Klaus Mäkelä © Cheikki Tuuli
Klaus Mäkelä
© Cheikki Tuuli

Le concert débute avec l’œuvre la plus récente. Les Offrandes oubliées d’Olivier Messiaen prennent un sens pleinement méditatif et universel qui dépasse l’initiale pièce chrétienne. Klaus Mäkelä caresse les douceurs de la première partie « La Croix » d’un geste ample, comme pour faire respirer l’orchestre à cordes, les vents restant en retrait. Il déchaîne ensuite la course du « Péché », lançant les salves instrumentales et contrôlant leurs flux de nuances avec précision. L’accord final est clôturé d’un geste violent du maestro qui se fige instantanément alors que la grosse caisse résonne encore. Pour « L’Eucharistie », on revient à un geste plus minimaliste mais soignant toujours l’oscillation entre les teintes harmoniques. Klaus Mäkelä impose un long silence éloquent sur le dernier accord, les deux mains tremblantes. La magie musicale de Messiaen a fait son œuvre, remarquablement servie par le chef d’orchestre.

István Várdai rejoint l’ensemble pour le Concerto pour violoncelle n° 1 de Camille Saint-Saëns. L’entente finno-ougrienne dépasse la simple affinité linguistique car c’est un véritable dialogue qui s’installe entre l’ONCT et le soliste. Rugueux ou dansant sur le premier mouvement, István Várdai met l’humour au cœur de son jeu, avec un rubato développé et de nombreux sourires entendus avec le chef mais aussi les musiciens. La ritournelle centrale confère un air bon enfant à l’œuvre. Le discours du violoncelle est toujours très clair, très vibré mais sans excès. L’articulation avec l’orchestre est parfaite et l’enchaînement endiablé des traits en doubles cordes comme des thèmes plus reposés et mélancoliques se fait avec une facilité déconcertante. Le premier à applaudir István Várdai sera Klaus Mäkelä puis bien évidemment le public à qui sera offert en bis le prélude de la Suite n° 1 en sol majeur de Johann Sebastian Bach.

Viennent ensuite les Images pour orchestre de Claude Debussy. Klaus Mäkelä insiste sur l’aspect mystérieux de l’introduction du premier mouvement avant de travailler avec souplesse sur le rebond rythmique des Gigues. Sa main gauche contrôle avec force les tutti. Elle puise presque physiquement les accords puis les jette avec puissance dans Ibéria. Mimant les castagnettes, le chef insiste sur l’aspect désinvolte du rythme hispanisant puis reprend une direction plus ferme pour les salves orchestrales. Le duo entre l’alto et le hautbois solos est particulièrement intense. Les percussions sont admirablement mises en valeur par l’interprétation. Déjà magistral, l’emballement final du mouvement, avec cloches et pizzicati, provoque des applaudissements avant même le troisième mouvement. Dans les Rondes de printemps, Klaus Mäkelä insiste sur les cellules rythmiques présentes, préfigurant d’une certaine manière la pièce suivante. En effet, le Boléro de Maurice Ravel marque un enchaînement très logique avec l’œuvre debussyste. La caisse claire et les pizzicati, presque imperceptibles à l’amorce, laissent résonner la harpe et les autres instruments.
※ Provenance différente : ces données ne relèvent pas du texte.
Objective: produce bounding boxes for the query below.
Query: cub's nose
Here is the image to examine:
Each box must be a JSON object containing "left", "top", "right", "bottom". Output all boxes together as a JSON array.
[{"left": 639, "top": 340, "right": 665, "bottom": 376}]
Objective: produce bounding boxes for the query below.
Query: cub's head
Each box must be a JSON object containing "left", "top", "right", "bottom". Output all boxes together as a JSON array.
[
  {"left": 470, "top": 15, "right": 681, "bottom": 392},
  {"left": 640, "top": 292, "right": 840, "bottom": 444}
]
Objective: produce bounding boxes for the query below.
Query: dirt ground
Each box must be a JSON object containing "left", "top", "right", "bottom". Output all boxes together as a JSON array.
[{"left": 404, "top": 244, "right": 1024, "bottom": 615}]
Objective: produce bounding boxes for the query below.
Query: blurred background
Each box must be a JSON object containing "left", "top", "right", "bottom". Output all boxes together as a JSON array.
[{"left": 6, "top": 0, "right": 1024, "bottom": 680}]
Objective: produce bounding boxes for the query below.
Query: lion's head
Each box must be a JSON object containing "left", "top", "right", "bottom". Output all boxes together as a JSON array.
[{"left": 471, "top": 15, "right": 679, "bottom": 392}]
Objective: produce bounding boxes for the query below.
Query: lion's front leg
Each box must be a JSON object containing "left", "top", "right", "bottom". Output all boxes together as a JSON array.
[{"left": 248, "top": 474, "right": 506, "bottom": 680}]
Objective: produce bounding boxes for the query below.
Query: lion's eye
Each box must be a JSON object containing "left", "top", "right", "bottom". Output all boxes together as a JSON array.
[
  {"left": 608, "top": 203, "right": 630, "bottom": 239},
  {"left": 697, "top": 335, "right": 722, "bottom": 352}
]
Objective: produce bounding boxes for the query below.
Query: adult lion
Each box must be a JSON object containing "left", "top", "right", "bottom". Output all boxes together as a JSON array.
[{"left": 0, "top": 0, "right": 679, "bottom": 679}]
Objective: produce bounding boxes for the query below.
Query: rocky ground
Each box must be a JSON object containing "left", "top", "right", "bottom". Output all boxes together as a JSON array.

L’ensemble joue également sur un effet de spatialisation de part et d'autre de la scène, avec le relais des deux caisses claires de façon continue sur toute la pièce. Certains relais multitimbres montrent un accord perfectible – l’unisson entre célesta, double piccolo et cor sonne faux. Hormis ce problème, l’enchaînement des paliers sonores conduit nécessairement à un finale grandiose largement récompensé par le public.

Après deux chaleureux saluts, l’ONCT toujours enthousiaste donne le dernier mouvement de la suite Ma Mère l’oye, « Le Jardin féérique », prolongeant un peu plus l’atmosphère introspective de cette soirée conduite d’une main de maître. Avant le bis, Klaus Mäkelä glisse au public un petit « Merci, or how we say in finnish, kiitos ». On peut lui dire en retour : merci, monsieur Mäkelä.